Tindle has run off with Wyke’s wife and has come to the author’s abode to get him to agree to an annulment. A verbal war ensues leading to dramatic and surprising events.
Wyke hatches a malevolent plot. Instead of paying an exorbitant alimony, Wyke wants Tindle to steal the jewels from his safe. The famous author thinks it’s a win-win scenario.
Tindle and his wife Maggie can fence the million dollar jewels, and Wyke can collect the insurance on the pricey gems. Tindle is hesitantly persuaded to play the part of thief, but Wyke has an even more dastardly plan in the making.
The original film by Anthony Shaffer (Evil Under the Sun) is re-imagined by Harold Pinter (The French Lieutenant’s Woman) and veers wildly from the earlier flick. Caine switches roles. He played the younger man, Tindle, in the original and is now playing the older gentleman, Wyke.
Caine and Law do their best to chew the scenery, but Wyke Manor is an impressive set piece. It’s a Gregorian manse jammed with modern marvels, including the high-tech security system. The immoral author uses his home field advantage to the fullest as he manipulates the actor.
The plot is a twisted labyrinth, with characters bouncing from one outrageous plot point to the next. To put it in a spoiler-free lingo, it veers off from the original in a strange and unexpected manor.
Some of the plot twists are designed to trick the audience more than follow the character’s natural evolutions.
Kenneth Branagh directs with a Spy vs. Spy zeal, but Branagh and cinematographer Haris Zambarloukos, possibly the reincarnation of M.C. Escher, stupefy the audience with impossibly bizarre and dizzying camera angles as they attempt to infuse action into multiple scenes of the two men talking.

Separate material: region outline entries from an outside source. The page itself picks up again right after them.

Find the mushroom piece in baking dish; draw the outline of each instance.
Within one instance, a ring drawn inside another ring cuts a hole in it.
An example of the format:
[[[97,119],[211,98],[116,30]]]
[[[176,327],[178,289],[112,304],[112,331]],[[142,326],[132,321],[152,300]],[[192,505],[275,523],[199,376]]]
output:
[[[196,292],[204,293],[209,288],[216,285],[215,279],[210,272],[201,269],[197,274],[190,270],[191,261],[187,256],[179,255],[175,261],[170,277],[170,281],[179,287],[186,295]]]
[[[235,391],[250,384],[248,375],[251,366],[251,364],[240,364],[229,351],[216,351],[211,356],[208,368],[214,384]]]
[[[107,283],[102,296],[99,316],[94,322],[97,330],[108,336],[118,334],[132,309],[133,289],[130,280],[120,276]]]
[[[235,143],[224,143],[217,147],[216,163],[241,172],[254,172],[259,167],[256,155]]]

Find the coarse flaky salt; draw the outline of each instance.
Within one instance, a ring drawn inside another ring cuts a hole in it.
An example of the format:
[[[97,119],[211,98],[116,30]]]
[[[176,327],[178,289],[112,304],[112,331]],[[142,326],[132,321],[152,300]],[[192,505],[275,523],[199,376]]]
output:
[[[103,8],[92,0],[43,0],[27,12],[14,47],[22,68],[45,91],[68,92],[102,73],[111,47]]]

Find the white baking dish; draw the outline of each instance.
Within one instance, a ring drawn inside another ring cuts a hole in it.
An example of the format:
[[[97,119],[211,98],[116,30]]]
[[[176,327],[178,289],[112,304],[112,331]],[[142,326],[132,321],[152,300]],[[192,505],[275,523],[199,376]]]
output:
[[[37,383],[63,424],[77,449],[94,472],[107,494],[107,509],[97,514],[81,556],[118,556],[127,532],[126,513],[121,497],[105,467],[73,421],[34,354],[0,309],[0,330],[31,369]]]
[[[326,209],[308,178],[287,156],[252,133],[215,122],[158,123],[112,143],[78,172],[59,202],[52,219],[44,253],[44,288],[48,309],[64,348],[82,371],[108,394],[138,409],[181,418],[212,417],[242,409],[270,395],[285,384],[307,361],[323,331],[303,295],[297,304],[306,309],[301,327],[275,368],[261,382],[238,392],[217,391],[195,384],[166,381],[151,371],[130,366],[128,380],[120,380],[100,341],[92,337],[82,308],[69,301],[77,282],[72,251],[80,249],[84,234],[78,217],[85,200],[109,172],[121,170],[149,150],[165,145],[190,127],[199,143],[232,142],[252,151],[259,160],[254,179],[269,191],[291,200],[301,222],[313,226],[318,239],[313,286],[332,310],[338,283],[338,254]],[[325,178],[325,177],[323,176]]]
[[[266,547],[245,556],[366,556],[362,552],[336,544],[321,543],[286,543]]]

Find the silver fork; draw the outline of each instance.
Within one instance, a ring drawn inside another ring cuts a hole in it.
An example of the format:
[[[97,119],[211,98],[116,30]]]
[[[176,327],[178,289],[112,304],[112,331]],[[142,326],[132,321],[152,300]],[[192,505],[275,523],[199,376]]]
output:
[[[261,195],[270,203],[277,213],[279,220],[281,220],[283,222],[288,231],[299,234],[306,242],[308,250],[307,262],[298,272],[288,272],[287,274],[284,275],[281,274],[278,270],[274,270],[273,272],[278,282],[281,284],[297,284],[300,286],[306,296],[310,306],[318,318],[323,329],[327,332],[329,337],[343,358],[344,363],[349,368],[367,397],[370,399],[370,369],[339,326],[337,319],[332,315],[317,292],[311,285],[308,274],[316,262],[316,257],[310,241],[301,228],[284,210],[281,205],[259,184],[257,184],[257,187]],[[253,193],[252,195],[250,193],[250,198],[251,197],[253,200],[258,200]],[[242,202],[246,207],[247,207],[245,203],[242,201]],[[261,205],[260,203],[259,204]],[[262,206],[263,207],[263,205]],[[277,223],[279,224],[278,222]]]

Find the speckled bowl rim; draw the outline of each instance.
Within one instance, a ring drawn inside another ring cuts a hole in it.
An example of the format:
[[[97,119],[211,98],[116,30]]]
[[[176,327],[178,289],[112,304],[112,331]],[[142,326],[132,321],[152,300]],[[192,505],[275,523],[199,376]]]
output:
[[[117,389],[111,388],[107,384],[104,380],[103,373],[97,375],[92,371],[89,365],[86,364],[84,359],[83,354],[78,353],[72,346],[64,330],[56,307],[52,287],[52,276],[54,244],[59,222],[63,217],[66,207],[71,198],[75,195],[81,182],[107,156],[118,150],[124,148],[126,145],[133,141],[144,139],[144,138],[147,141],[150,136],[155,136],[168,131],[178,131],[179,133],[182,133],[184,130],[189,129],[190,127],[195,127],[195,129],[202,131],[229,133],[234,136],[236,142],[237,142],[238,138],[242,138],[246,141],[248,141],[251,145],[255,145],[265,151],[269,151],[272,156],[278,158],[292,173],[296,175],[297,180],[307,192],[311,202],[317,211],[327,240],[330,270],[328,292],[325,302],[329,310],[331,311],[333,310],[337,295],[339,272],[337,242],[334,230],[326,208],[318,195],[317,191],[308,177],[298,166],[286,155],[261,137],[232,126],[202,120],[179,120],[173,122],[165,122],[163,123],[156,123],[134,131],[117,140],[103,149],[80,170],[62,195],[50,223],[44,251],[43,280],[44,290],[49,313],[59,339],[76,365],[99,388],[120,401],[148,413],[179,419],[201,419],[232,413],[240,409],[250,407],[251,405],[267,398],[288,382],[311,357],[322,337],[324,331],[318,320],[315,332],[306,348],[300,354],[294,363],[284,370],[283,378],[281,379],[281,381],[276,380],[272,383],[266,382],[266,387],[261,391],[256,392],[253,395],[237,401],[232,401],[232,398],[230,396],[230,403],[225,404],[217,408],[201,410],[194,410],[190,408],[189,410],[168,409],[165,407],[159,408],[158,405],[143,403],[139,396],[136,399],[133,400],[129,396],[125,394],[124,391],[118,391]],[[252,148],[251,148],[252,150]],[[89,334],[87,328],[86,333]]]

The acting, however, is impressive. Caine’s rage simmers below the surface at the handsome young man swaggering into his home. Law gives it back in spades. The two are equally skilled.
The film has all the elements of a smash hit, but misses the mark. Great acting, witty and clever dialogue and a twisted tale are the recipe for success, but the plot holes are expansive, and the characters make ridiculous choices to further the plot.
Sleuth releases in theaters Oct. 12.